Example of multilayer, standoff markup of Coptic text from Abraham Our Father
The layers provide data for the morphemes, the bound group, the line number in which the text appears in the original manuscript (lb, following the TEI/EpiDoc standard), the column in which the text appears in the original manuscript (cb), the page on which the text appears in the original manuscript (pb, in which MONB.YA is the siglum for White Monastery codex YA as designated by the CMCL standards), the normalized morphemes, and the part of speech tags for the normalized morphemes (PREP=preposition, ART=article, N=noun, NPROP=proper noun).
SCRIPTORIUM provides the means to search the multiple layers of data in various combinations, including in conjunction with metadata. We use the open-source search and visualization tool ANNIS [Zeldes, Ritz, Lüdeling, and Chiarcos 2009]. ANNIS contains built-in visualization capabilities and can be customized for each corpus. Coptic SCRIPTORIUM has embedded a Coptic keyboard, a web font for Coptic Unicode characters, and various visualizations of the data. All the tools and corpora discussed in this essay are available at http://www.copticscriptorium.org.
The multilayer architecture allows for multidisciplinary research [Krause and Zeldes 2014]. Historians may be interested in vocabulary searches on the normalized words. Linguists may query the parts of speech for computational morphological and syntactic research. Scholars working on ancient prosopography or network analysis may search for named entities. Additional layers may be added if other researchers wish to annotate the corpora for other research questions. Since all data documents are licensed with Creative Commons Attribution licenses, philologists and paleographers who wish to publish their own digital editions of manuscripts may download, modify, and annotate or re-annotate our XML documents for their own work as long as they provide attribution to the source.

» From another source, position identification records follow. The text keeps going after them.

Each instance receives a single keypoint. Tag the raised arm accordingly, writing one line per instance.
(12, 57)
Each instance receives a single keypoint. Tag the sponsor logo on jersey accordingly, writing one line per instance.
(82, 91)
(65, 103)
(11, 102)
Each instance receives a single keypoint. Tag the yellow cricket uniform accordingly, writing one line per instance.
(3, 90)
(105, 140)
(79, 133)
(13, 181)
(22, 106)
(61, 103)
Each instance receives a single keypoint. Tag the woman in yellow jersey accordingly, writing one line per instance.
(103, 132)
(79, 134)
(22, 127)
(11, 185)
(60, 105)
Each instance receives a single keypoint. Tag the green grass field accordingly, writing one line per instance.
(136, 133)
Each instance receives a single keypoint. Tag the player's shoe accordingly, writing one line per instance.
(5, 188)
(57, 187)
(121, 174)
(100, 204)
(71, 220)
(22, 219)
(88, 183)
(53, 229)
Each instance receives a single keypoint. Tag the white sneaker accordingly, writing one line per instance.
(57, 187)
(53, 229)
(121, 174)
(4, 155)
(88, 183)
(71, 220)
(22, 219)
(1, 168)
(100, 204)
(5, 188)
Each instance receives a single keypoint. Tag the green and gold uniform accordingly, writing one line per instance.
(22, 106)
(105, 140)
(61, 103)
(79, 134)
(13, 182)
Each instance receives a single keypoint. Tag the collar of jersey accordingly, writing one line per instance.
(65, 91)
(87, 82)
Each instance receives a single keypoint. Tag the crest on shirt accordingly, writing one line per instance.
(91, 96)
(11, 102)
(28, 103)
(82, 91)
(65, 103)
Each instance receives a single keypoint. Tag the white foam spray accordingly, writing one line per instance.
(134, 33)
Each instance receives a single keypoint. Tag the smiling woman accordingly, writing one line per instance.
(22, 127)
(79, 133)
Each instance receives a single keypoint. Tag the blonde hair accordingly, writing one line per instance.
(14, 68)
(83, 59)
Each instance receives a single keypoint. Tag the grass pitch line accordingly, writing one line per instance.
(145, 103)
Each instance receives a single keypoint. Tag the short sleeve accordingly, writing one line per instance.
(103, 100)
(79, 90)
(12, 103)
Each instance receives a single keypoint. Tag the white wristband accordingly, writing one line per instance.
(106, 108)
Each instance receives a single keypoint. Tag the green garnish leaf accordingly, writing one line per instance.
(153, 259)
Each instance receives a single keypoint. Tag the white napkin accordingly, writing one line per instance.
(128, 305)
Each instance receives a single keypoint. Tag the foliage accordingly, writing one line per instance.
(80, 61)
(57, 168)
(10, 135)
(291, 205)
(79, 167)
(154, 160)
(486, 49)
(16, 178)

The community of Coptic scholars is small, but the impact of our work ripples out into many fields. The true hope for digital scholarship in the Coptic language and literature lies beyond our individual efforts and in the community of Coptic scholars within and outside the academy: scholars who digitize texts, write annotations, inspire and develop new technologies, conduct research using the platform, and contribute to the evolving standards.